Chongqing University President Lin Jianhua discusses the development of higher education in China. President Lin examined key strategies for bettering Chinese higher education on Thursday in the CGIS South, Belfer Case Study Room.
Chongqing University President Lin Jianhua discusses the development of higher education in China. President Lin examined key strategies for bettering Chinese higher education on Thursday in the CGIS South, Belfer Case Study Room.
By Pooja Podugu, Crimson Staff Writer

UPDATED: February 1, 2013, at 11:25 p.m.

Harvard’s administrative structure has come under fire for being overly bureaucratic. But for one Chinese university president, it offers a model for progress.

Speaking to an audience in CGIS Thursday afternoon, Chongqing University President Lin Jianhua argued that an outdated educational model that places too little emphasis on teaching has stunted the progress of Chinese higher education.

Lin, who as the leader of Chongqing University oversees one of China’s top-ranked educational institutions, said he believes that Chinese universities pay too much attention to research and too little to their students.
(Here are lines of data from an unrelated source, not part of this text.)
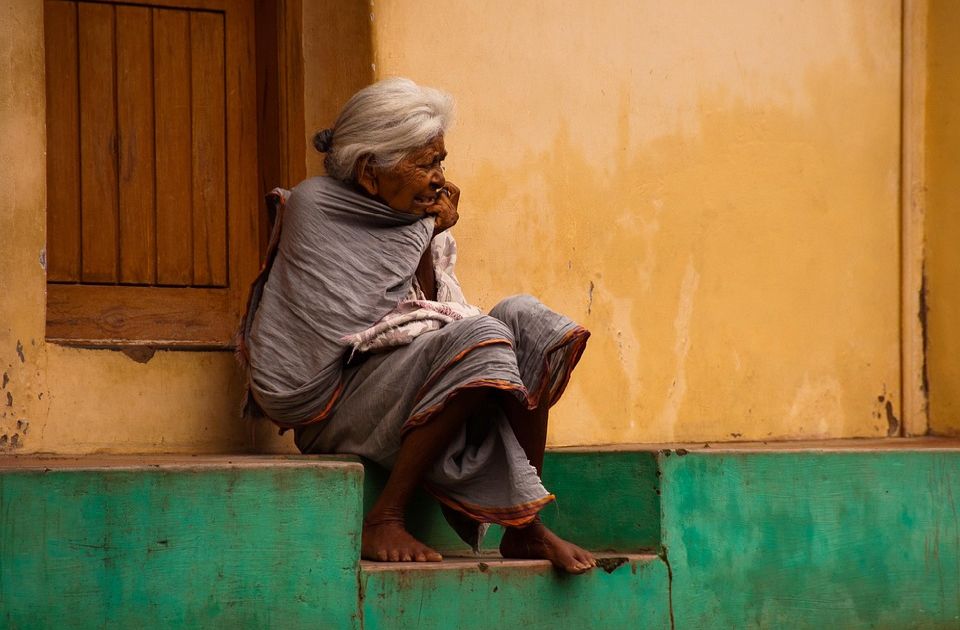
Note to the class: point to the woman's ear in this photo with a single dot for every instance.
(366, 177)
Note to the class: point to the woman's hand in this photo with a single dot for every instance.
(445, 210)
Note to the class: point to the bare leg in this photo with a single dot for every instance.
(536, 540)
(385, 537)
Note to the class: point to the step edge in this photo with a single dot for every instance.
(500, 564)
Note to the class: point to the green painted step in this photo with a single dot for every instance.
(200, 542)
(840, 538)
(606, 501)
(492, 593)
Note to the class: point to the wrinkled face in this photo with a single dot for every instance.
(412, 185)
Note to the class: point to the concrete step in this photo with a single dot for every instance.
(606, 501)
(630, 591)
(179, 542)
(851, 534)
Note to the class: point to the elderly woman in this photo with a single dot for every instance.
(358, 337)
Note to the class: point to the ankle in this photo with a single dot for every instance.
(388, 516)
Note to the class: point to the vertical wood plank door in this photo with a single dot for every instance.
(151, 170)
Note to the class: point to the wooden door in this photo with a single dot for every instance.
(151, 170)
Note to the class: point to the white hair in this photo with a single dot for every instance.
(386, 121)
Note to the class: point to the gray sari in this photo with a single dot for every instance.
(338, 262)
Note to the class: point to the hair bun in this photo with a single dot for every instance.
(323, 140)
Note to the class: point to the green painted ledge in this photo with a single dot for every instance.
(813, 539)
(606, 501)
(529, 594)
(194, 545)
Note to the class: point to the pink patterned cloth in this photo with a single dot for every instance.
(416, 315)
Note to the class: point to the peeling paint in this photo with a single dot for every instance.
(140, 354)
(893, 424)
(681, 348)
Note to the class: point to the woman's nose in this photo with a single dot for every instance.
(437, 179)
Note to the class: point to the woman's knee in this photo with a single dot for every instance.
(514, 309)
(480, 329)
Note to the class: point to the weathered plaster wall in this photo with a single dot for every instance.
(711, 188)
(943, 217)
(71, 400)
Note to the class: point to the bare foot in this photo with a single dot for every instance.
(389, 541)
(536, 541)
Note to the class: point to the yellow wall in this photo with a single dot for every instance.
(57, 399)
(943, 217)
(711, 188)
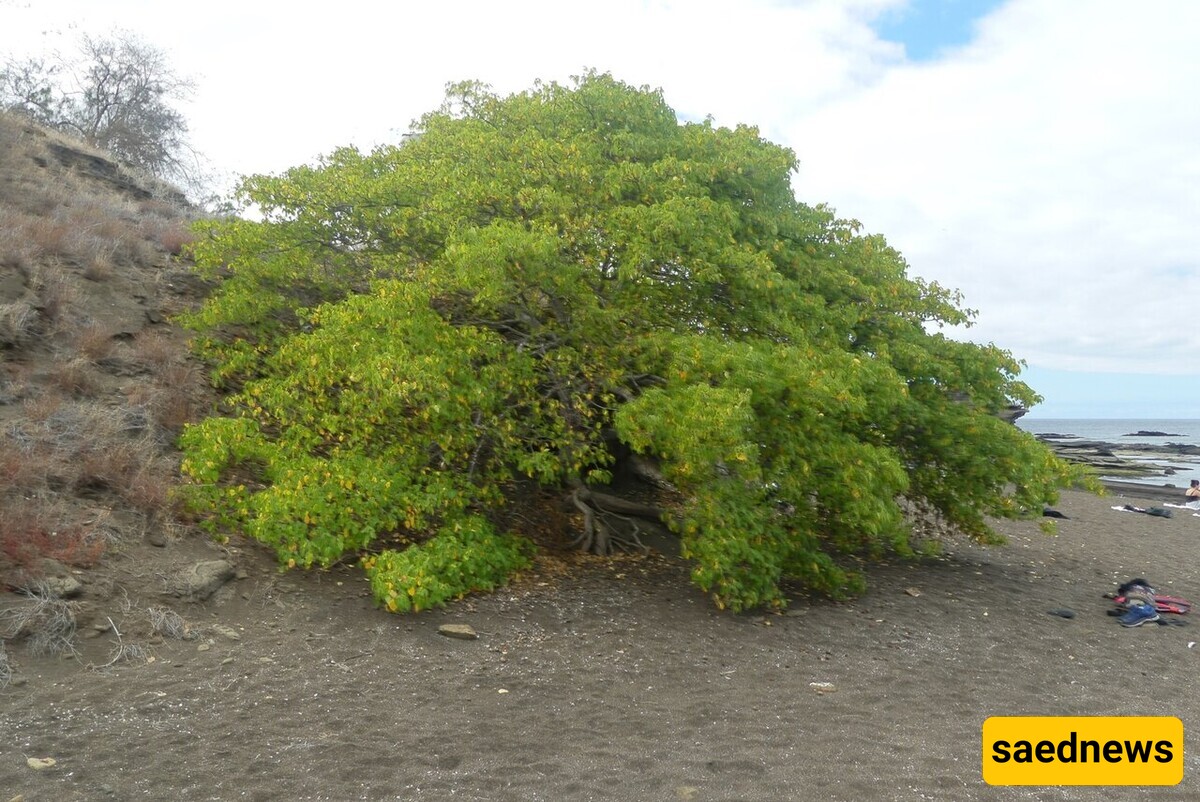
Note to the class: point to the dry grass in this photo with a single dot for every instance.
(33, 530)
(18, 323)
(5, 668)
(89, 417)
(168, 623)
(45, 620)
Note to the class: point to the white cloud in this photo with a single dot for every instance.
(1048, 168)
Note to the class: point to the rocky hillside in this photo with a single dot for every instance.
(95, 382)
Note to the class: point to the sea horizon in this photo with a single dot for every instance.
(1121, 432)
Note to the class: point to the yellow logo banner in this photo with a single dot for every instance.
(1083, 750)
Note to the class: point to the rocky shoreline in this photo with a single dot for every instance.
(1174, 462)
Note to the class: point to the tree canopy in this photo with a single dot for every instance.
(569, 287)
(117, 94)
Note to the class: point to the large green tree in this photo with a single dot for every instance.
(570, 287)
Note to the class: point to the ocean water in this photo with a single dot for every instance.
(1120, 431)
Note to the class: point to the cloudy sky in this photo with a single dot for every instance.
(1042, 156)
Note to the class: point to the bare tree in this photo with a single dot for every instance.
(117, 94)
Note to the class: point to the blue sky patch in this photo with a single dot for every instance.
(927, 28)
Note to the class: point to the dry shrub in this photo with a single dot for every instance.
(168, 623)
(18, 323)
(17, 250)
(53, 235)
(5, 668)
(23, 466)
(46, 620)
(39, 408)
(33, 531)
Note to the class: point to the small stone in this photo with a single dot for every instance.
(462, 632)
(226, 632)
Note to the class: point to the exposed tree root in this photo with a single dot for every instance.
(610, 522)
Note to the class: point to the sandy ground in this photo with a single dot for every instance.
(617, 683)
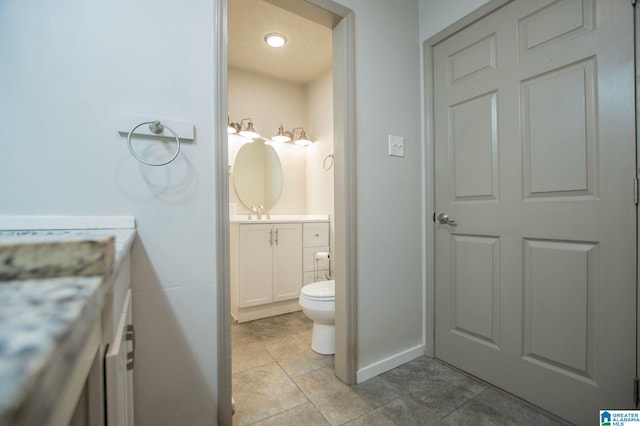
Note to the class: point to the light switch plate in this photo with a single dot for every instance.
(396, 146)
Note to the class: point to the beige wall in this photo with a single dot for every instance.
(269, 103)
(319, 112)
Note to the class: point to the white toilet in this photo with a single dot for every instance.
(318, 303)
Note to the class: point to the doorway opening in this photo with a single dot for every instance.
(340, 22)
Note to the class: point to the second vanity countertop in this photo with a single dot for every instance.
(44, 320)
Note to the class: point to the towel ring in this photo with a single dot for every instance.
(156, 127)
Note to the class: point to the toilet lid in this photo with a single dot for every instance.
(320, 290)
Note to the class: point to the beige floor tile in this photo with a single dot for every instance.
(248, 355)
(306, 415)
(262, 392)
(296, 357)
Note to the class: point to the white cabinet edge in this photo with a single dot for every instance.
(280, 218)
(66, 222)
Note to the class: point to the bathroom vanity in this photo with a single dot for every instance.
(65, 326)
(271, 259)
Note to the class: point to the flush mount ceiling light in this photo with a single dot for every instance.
(275, 39)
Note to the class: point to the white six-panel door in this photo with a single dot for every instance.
(535, 284)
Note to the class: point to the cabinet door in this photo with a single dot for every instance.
(119, 371)
(256, 267)
(287, 261)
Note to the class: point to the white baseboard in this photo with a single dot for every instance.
(16, 223)
(390, 363)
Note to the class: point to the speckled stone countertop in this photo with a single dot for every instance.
(45, 319)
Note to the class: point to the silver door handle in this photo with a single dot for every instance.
(443, 218)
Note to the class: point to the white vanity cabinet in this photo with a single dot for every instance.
(266, 273)
(315, 238)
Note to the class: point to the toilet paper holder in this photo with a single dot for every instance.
(317, 257)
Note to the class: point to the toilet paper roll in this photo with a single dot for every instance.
(323, 255)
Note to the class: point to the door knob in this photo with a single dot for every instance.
(443, 218)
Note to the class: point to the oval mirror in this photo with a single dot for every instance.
(257, 175)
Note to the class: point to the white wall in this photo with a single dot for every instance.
(270, 102)
(436, 15)
(67, 69)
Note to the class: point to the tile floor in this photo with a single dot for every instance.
(278, 380)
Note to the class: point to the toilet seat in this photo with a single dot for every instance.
(323, 291)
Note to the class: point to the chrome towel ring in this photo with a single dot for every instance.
(156, 127)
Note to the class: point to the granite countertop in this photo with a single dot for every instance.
(44, 320)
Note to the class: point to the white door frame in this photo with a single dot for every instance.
(428, 130)
(345, 202)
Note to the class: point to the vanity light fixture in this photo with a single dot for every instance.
(248, 131)
(287, 136)
(232, 127)
(302, 140)
(282, 136)
(275, 39)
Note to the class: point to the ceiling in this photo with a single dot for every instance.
(305, 57)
“China has grown economically, and higher education has also dramatically increased for the past couple of years,” Lin said at the start of his talk. “But we are also facing a very serious problem.”

In his talk, which was sponsored by the Fairbank Center for Chinese Studies, Lin also criticized China’s secondary school system for teaching a curriculum that he said does no more than prepare students for a single entrance examination.
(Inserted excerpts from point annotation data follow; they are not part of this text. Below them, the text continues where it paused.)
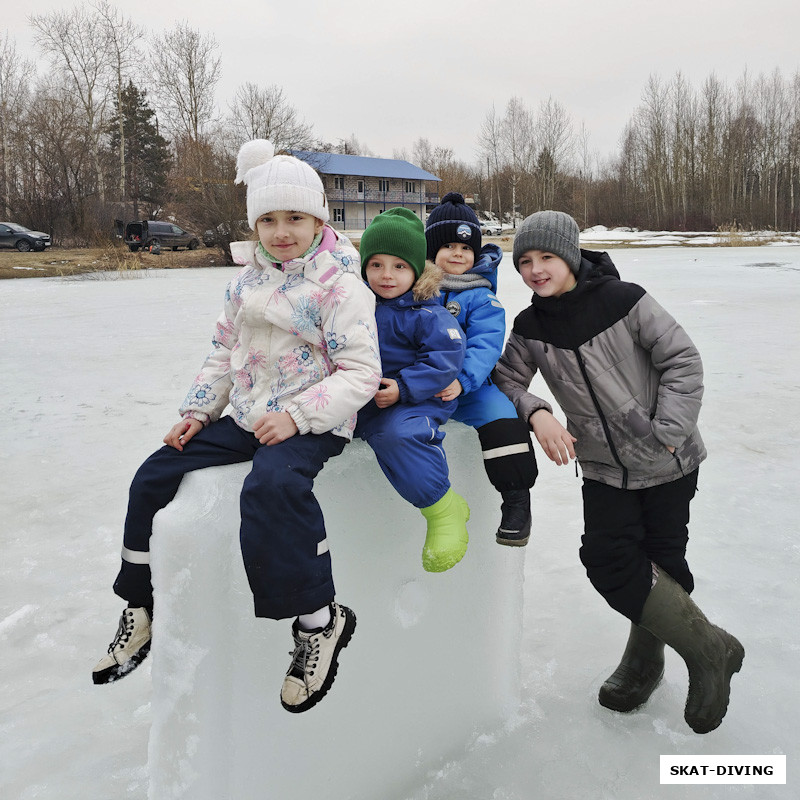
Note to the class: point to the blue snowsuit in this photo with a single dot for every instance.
(505, 440)
(422, 348)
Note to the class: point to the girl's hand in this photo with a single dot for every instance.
(388, 394)
(451, 392)
(555, 439)
(181, 432)
(275, 428)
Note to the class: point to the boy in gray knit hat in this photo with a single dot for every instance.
(630, 382)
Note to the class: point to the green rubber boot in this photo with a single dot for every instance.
(638, 673)
(447, 538)
(711, 654)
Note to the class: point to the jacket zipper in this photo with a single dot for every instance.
(603, 420)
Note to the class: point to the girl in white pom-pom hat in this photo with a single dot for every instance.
(295, 357)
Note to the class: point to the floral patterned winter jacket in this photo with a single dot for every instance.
(301, 339)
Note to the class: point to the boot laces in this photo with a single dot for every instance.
(304, 658)
(124, 632)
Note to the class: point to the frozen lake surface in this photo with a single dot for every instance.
(95, 369)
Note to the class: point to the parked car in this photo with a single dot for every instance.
(24, 239)
(149, 232)
(212, 236)
(489, 228)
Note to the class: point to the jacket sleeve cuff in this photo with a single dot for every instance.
(303, 425)
(403, 389)
(199, 416)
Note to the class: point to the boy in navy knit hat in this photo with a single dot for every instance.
(453, 236)
(422, 351)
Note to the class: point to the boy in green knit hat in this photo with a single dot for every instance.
(422, 351)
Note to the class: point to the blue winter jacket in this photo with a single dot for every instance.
(422, 347)
(480, 315)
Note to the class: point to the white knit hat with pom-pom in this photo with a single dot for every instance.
(278, 183)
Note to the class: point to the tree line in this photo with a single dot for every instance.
(124, 125)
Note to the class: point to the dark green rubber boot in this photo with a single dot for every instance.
(711, 654)
(638, 673)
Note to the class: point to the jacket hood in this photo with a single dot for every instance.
(486, 264)
(428, 284)
(596, 269)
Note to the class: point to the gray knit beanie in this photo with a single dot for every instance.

“Values, ethics, responsibility, social services, and practices are ignored in education,” Lin said. “They are not considered important.”
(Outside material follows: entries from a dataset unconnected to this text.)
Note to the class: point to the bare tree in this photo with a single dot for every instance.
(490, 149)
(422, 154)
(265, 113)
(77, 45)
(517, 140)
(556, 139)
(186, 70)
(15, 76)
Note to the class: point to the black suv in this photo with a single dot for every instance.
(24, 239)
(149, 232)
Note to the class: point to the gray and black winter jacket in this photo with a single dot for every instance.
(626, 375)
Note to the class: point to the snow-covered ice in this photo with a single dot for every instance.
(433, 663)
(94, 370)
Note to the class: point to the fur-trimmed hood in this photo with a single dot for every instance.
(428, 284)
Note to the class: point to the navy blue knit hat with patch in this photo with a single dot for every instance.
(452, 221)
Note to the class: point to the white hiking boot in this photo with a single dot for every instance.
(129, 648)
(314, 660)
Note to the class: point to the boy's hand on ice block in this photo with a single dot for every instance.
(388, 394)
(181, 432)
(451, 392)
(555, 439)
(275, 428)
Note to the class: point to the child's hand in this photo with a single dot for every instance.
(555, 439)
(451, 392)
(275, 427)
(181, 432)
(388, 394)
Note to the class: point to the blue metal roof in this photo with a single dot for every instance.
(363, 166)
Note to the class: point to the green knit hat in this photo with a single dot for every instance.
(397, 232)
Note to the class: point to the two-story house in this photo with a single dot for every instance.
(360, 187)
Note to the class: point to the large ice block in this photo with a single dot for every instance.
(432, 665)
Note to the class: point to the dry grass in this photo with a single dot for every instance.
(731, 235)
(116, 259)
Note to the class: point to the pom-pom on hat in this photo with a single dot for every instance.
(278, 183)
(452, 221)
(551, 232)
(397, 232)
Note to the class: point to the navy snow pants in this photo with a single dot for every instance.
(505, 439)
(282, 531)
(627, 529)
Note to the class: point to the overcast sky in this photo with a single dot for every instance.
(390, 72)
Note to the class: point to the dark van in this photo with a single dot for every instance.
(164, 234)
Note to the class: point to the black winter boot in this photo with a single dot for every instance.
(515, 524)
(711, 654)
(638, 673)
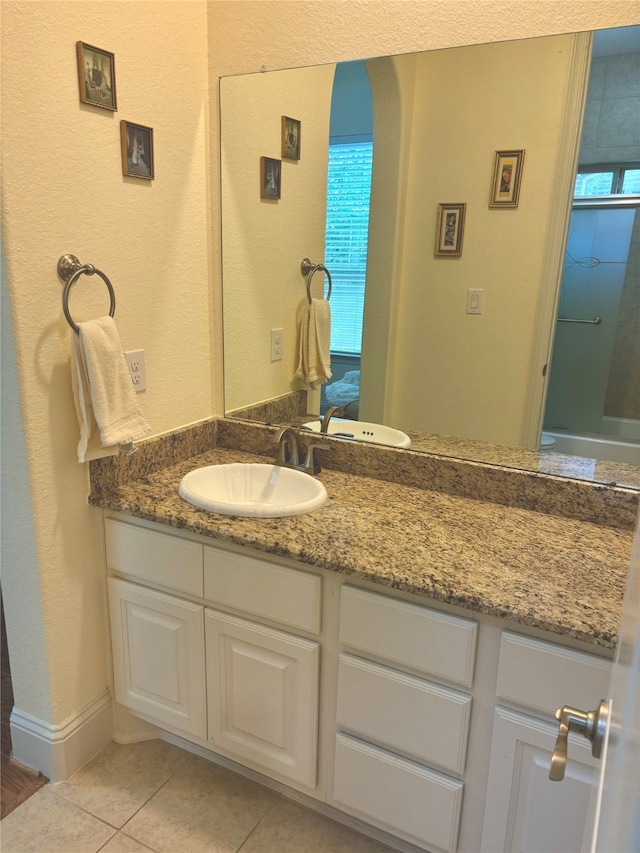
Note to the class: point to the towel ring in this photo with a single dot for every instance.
(70, 269)
(314, 270)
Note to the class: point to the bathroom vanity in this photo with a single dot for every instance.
(394, 659)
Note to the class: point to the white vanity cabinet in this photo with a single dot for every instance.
(525, 811)
(248, 689)
(402, 735)
(262, 682)
(225, 647)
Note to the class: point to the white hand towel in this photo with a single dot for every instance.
(109, 414)
(314, 366)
Also problematic, according to Lin, is the obsolete nature of the Chinese system. Lin said China’s current model was initially adopted from the former Soviet Union education system, which emphasized efficiency at the expense of individuality.

“The university generates mass graduates just like in an assembly line,” he said.

In his effort to address these problems, Lin called on China to transform its system immediately.

“We shouldn’t miss the boat,” Lin said. “The whole society is calling for reform of higher education. Now is the time.”

To fix these issues at his own university, Lin said he is establishing two new enhanced engineering programs, a tenure system, and a visiting scholars program.

He is also recruiting two new deans from Hong Kong and the United States and is looking to create an administrative structure similar to Harvard’s.

In response to questions about the feasibility of his plan, Lin emphasized the difficulty of reform.

“Whenever you do a new thing in China, you must be realistic to adapt to the system we have now,” Lin said. “You can’t do everything new. That simply doesn’t work.”

Audience members interviewed after the event voiced doubt about how far Lin’s reforms could go in repairing a broken system.

“There are so many challenges,” said Joseph You Guo Jiang, an independent scholar affiliated with the Fairbank Center. “[In China], they do not focus on the whole, the well-rounded student. It’s tough. I don’t see a big change happening in the next 20 years.”